La Sarl FBI Auvergne (FBI), sise à Clermont-Ferrand, a pour activité le commerce de gros de machines de bureau, matériel informatique et matériel de reprographie.

La Sas Siemens Lease Services (Siemens) et la Sas Xerox Financial Services (Xerox) sont spécialisées dans le secteur d'activité de la location et location-bail de machines de bureau et de matériel informatique.

La société Lumax a conclu le 25 juin 2012 deux contrats de location-maintenance, d'une durée de 21 trimestres, portant sur un appareil Xerox 7530 et un appareil Xerox Phaser 8870, avec la société FBI, fournisseur, la société Xerox étant le loueur.

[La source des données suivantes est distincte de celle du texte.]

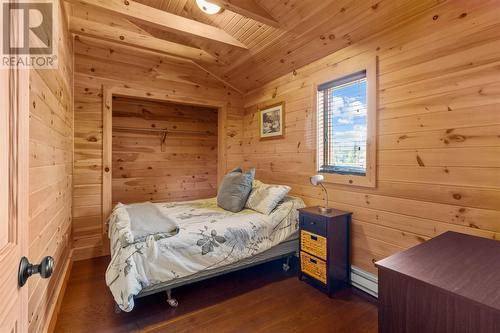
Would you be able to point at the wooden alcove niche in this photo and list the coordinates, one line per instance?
(107, 112)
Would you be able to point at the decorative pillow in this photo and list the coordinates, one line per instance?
(264, 198)
(234, 190)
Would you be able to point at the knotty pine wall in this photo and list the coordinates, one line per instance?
(150, 166)
(99, 63)
(439, 103)
(50, 174)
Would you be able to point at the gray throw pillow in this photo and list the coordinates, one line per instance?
(234, 190)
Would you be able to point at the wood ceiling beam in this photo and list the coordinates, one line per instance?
(84, 27)
(248, 8)
(164, 20)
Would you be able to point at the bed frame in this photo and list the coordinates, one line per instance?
(286, 249)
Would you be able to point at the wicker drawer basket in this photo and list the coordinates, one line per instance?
(313, 244)
(313, 266)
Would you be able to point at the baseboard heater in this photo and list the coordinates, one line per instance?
(365, 281)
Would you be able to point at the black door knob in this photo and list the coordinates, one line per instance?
(26, 269)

La société Lumax a également conclu le 24 mars 2014 un contrat de location d'une durée de 63 mois, portant sur un appareil Xerox 7830, avec la société Siemens, la société FBI étant le fournisseur.

Les relations contractuelles se sont terminées le 30 juin 2014.

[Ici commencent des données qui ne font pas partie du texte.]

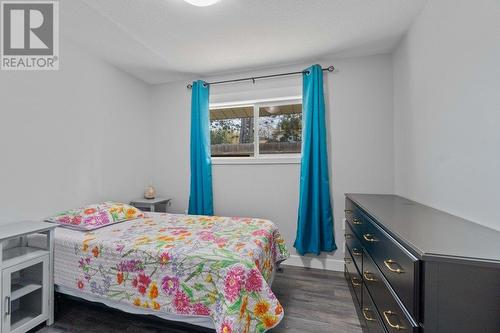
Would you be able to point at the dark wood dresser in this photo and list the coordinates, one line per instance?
(412, 268)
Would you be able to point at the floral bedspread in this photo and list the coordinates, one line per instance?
(189, 265)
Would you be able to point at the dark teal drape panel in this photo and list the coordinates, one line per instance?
(200, 197)
(315, 218)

Par actes extrajudiciaires en date des 1er octobre 2015 et 02 octobre 2015 la société Lumax, venant aux droits de la société Diproher, a fait assigner, aux fins de voir prononcer la nullité des contrats, les sociétés FBI, Siemens et Xerox devant le Tribunal de commerce de Paris.

Par jugement en date du 26 septembre 2018, le Tribunal de commerce de Paris a :

- débouté la société Lumax de ses demandes de nullité et de remboursement de loyers ;

- condamné la société Lumax à verser à chacune des défenderesses la somme de 1 500 euros au titre de l'article 700 du Code de procédure civile ;

- ordonné l'exécution provisoire ;

- condamné la société Lumax aux dépens, dont ceux à recouvrer par le greffe liquidés à la somme de 129,24 euros dont 21,32 euros de TVA ;

- débouté les parties de leurs demandes autres, plus amples ou contraires.

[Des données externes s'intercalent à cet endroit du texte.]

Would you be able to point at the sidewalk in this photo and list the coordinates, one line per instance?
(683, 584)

Par déclaration en date du 29 octobre 2018, la société Lumax a interjeté appel de ce jugement.

Dans ses dernières conclusions signifiées le 29 janvier 2019, la société Lumax demande à la cour de :

Vu les articles 1162 du Code civil et L. 442-6 du Code de commerce,

- prononcer la nullité du contrat conclu avec la société FBI portant sur le matériel Xerox 7530 et Xerox Phaser 8870 ;

- prononcer la nullité du contrat conclu avec la société FBI portant sur le matériel Xerox 7830 ;

- prononcer la nullité du contrat de location financière conclu entre la société Xerox et la société Lumax ;

- prononcer la nullité du contrat de location financière conclu entre la société Siemens et la société Lumax ;

- condamner la société FBI à récupérer, à ses frais, le matériel dans les locaux de la requérante ;

- condamner la société Xerox à rembourser les sommes perçues de la société Lumax au titre des matériels Xerox 7530 et Xerox Phaser 8870 ;

- condamner la société Siemens à rembourser les sommes perçues de la société Lumax au titre des matériels Xerox 7830 ;

- condamner la société FBI, outre aux entiers dépens, à payer à la société Lumax la somme de 5 000 euros sur le fondement de l'article 700 du Code de procédure civile.

Dans ses dernières conclusions signifiées le 10 avril 2019, la société Siemens demande à la cour de :

Vu les articles 1134, 1147 et 1382 anciens du Code civil,

- à titre principal, débouter la société Lumax de ses prétentions et par suite de son appel en tant qu'il fait grief à la société Siemens ;

- confirmer le jugement en toutes ses dispositions ;

- à titre subsidiaire, en cas d'annulation du contrat de location conclu entre la société Siemens et la société Lumax, condamner la société FBI à payer à la société Siemens, à titre de dommages et intérêts, la somme de 150 749,98 euros ;

- condamner la société FBI à garantir la société Siemens de toute condamnation susceptible d'être prononcée à son encontre et au bénéfice de la société Lumax ;

- condamner la société Lumax à restituer, à ses frais, à la société Siemens le matériel objet du contrat résilié, savoir un équipement Xerox 7830, outre accessoires, entre les mains de la société Stockage du Val d'Oise ; juger que la société Siemens pourra appréhender son matériel partout où besoin sera et ce avec le concours de la force publique s'il y a lieu ;

- condamner la société Lumax et la société FBI, ou celle des deux qui le mieux le devra, à payer à la société Siemens la somme de 4 000 euros sur le fondement de l'article 700 du Code de procédure civile ainsi qu'aux entiers dépens.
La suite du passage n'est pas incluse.